Einem Sportschützenverein beitreten – das sei einer der am öftesten genannten Gründe beim verpflichtenden psychologischen Gespräch für die Waffenbesitzkarte. Rainer Kastner, Waffenpsychologe beim Kuratorium für Verkehrssicherheit in St. Pölten, führt solche Gespräche seit 20 Jahren durch: „Ein Großteil sagt, sie wollen Sportschütze werden, da müssten die Sportschützenvereine eigentlich übergehen an Mitgliedern.“
Waffenführerschein
Nachweis des sachgemäßen Umgangs mit Schusswaffen, beispielsweise die Ergebnisliste eines Schießsportbewerbs
Tun sie aber nicht. In St. Andrä-Wördern (Bezirk Tulln) bei den Hagenthaler Schützen beispielsweise ist die Mitgliedszahl gleichbleibend. Dort kann man den Waffenführerschein machen, das ist ein Nachweis für den sicheren Umgang mit einer Schusswaffe. Diesen Nachweis braucht man wiederum für die Waffenbesitzkarte, erklärt Oberschützenmeisterin Lucia Schreiner: „So zehn Personen im Monat machen im Moment den Waffenführerschein bei uns, im Moment. Manchmal machen wir nichts, manchmal sind’s zwei Runden pro Monat.“
Selbstverteidigung unrealistisch
Aktive Vereinsmitglieder würden diese Personen allerdings eher selten werden. „Die Intention ist meistens Selbstschutz oder Selbstverteidigung, aber viele nennen eben den Sportschützen“, schildert Waffenpsychologe Kastner seine Erfahrungen. Viele würden versuchen mit einer Waffe, ihr eigenes Sicherheitsgefühl zu Hause zu erhöhen.

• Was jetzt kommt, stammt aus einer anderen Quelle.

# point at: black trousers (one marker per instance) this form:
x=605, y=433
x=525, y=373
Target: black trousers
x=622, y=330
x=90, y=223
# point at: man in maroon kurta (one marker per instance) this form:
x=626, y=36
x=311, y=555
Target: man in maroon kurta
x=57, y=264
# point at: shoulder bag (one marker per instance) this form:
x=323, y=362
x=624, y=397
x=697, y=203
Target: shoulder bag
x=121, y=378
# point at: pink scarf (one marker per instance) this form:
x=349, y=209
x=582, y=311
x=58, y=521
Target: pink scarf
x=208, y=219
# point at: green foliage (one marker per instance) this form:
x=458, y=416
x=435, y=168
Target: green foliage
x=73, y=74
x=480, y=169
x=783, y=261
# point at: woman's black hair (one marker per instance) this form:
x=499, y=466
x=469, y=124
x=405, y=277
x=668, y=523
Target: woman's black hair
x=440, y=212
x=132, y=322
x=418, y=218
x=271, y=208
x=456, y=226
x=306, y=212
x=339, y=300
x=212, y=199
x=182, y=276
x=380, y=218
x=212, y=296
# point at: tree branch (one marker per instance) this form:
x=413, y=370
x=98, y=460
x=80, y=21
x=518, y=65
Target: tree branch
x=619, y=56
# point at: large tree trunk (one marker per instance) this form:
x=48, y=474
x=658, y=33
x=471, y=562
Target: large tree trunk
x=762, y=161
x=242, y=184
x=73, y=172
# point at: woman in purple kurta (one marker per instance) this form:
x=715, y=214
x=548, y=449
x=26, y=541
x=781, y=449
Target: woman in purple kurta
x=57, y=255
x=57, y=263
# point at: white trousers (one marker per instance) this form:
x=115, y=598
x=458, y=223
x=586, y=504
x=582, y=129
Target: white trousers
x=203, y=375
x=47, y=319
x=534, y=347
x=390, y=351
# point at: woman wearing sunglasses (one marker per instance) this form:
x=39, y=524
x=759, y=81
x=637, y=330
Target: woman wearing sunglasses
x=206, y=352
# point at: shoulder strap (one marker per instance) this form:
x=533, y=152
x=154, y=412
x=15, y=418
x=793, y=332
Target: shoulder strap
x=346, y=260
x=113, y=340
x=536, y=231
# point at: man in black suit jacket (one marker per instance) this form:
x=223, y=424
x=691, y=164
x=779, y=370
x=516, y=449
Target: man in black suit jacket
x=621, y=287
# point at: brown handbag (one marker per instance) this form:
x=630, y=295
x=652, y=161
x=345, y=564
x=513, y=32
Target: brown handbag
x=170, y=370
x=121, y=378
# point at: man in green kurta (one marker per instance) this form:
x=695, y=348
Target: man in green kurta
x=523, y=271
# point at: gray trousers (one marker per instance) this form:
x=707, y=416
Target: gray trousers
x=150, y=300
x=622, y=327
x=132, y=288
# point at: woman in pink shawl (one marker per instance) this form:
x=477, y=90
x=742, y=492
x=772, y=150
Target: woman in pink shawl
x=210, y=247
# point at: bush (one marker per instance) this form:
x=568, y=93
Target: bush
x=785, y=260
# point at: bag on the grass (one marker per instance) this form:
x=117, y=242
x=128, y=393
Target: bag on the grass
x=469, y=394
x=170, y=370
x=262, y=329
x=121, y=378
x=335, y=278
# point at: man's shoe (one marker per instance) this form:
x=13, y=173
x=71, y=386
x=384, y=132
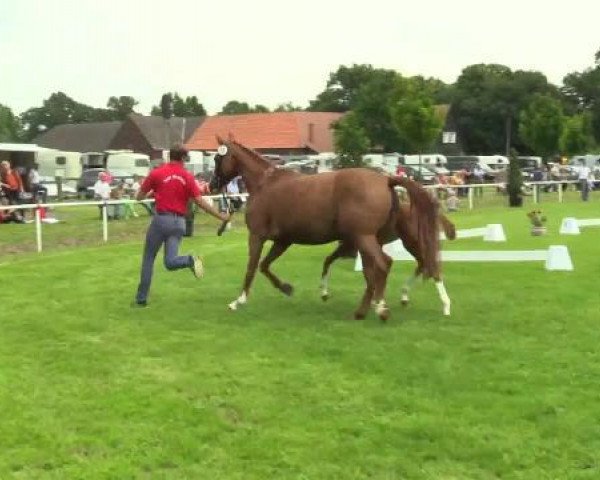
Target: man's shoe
x=197, y=267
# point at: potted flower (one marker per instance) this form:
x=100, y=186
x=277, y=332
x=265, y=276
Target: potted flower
x=537, y=222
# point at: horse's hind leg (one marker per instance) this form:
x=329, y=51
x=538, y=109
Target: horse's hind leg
x=365, y=303
x=404, y=298
x=277, y=249
x=380, y=263
x=255, y=245
x=439, y=284
x=343, y=250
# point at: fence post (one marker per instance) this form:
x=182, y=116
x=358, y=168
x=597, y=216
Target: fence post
x=38, y=228
x=470, y=195
x=104, y=222
x=59, y=192
x=559, y=185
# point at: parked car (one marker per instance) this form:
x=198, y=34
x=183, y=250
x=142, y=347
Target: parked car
x=85, y=184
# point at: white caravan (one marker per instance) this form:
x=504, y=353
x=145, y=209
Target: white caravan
x=128, y=162
x=56, y=163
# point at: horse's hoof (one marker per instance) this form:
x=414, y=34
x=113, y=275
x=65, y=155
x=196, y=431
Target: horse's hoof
x=287, y=289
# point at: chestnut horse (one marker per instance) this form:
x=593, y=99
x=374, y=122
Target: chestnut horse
x=406, y=228
x=353, y=205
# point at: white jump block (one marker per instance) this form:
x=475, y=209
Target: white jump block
x=559, y=259
x=556, y=258
x=490, y=233
x=569, y=226
x=494, y=233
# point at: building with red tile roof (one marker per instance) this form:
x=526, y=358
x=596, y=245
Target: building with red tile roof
x=279, y=133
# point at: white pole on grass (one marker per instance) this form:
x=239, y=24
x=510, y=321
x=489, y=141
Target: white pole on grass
x=38, y=228
x=471, y=198
x=559, y=192
x=104, y=222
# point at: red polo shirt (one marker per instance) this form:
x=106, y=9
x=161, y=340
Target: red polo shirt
x=173, y=186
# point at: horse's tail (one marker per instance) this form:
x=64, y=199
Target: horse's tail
x=448, y=227
x=425, y=210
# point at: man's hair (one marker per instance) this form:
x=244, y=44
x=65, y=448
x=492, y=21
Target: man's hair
x=178, y=152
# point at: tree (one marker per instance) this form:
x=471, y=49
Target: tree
x=287, y=107
x=342, y=88
x=122, y=106
x=9, y=125
x=576, y=137
x=582, y=91
x=234, y=107
x=59, y=109
x=541, y=124
x=188, y=107
x=487, y=99
x=166, y=106
x=371, y=104
x=350, y=141
x=414, y=116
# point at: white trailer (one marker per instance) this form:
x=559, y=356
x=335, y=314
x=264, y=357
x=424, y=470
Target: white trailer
x=57, y=163
x=128, y=162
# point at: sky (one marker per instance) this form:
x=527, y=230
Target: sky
x=272, y=51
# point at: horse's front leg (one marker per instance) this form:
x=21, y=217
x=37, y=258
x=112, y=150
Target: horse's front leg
x=277, y=249
x=255, y=244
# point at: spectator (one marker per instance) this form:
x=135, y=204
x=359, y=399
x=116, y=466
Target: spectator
x=9, y=216
x=134, y=189
x=478, y=177
x=584, y=174
x=452, y=201
x=11, y=183
x=102, y=191
x=39, y=191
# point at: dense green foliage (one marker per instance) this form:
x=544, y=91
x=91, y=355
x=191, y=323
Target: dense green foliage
x=493, y=108
x=351, y=141
x=541, y=125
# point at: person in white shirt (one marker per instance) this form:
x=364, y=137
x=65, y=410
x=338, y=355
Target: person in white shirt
x=39, y=191
x=583, y=174
x=102, y=192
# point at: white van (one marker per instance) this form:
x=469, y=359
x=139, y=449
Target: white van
x=128, y=161
x=56, y=163
x=436, y=162
x=493, y=163
x=592, y=161
x=324, y=161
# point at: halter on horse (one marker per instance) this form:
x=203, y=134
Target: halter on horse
x=354, y=205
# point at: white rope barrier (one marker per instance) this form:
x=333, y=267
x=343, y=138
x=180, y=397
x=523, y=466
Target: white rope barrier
x=104, y=204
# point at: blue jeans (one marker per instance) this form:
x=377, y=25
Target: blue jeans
x=164, y=229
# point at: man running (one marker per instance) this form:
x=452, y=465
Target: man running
x=172, y=186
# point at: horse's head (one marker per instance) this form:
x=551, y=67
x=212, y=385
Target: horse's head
x=226, y=165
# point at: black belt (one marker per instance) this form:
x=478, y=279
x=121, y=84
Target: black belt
x=171, y=214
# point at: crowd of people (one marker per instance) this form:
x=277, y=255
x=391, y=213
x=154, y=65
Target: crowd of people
x=17, y=186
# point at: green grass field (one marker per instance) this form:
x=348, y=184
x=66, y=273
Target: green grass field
x=292, y=388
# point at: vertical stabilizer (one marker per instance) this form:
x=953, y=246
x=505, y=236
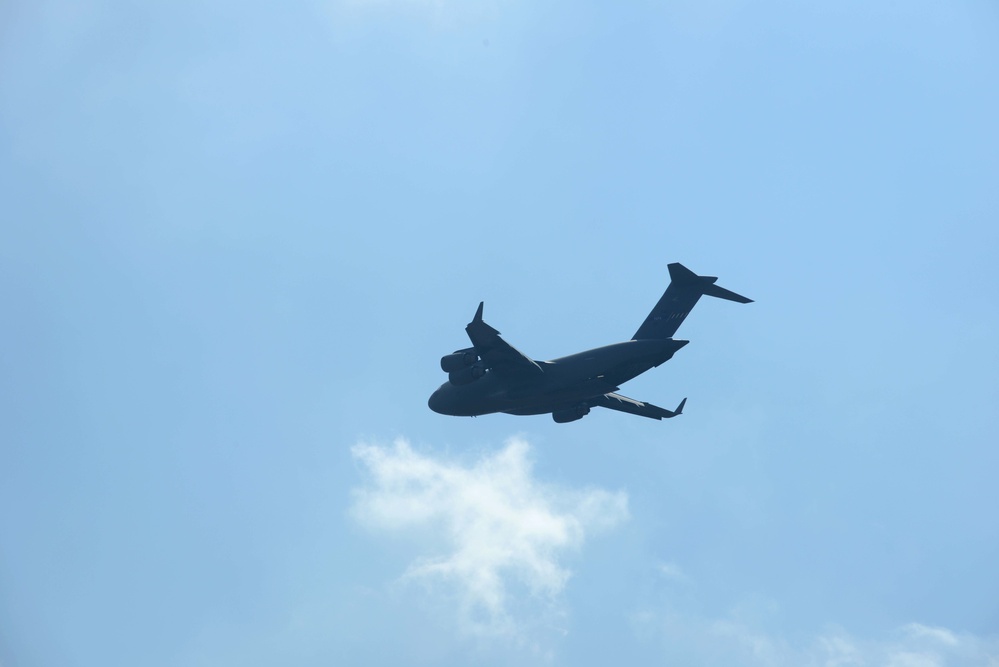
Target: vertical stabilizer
x=685, y=288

Sicherer sei man durch eine Schusswaffe zu Hause nicht, sagt Kastner: „Es ist unrealistisch, die Waffe etwa bei einem Einbruch zu gebrauchen, weil dann wird sie in einem Tresor versperrt sein oder in einem anderen Stockwerk. Und man weiß nie, wer einem gegenübersteht. Die Person kann noch mehr Angst haben oder ein Vollprofi sein. Im Gespräch kommen wir dann darauf, dass von der Schusswaffe Gebrauch zu machen, nur der Plan B sein kann.“ Plan A sei defensives Verhalten, also Flucht oder Versteck.
Waffenbesitzkarte
- erlaubt Erwerb und Besitz einer Schusswaffe der Kategorie B (Revolver, Pistole,…)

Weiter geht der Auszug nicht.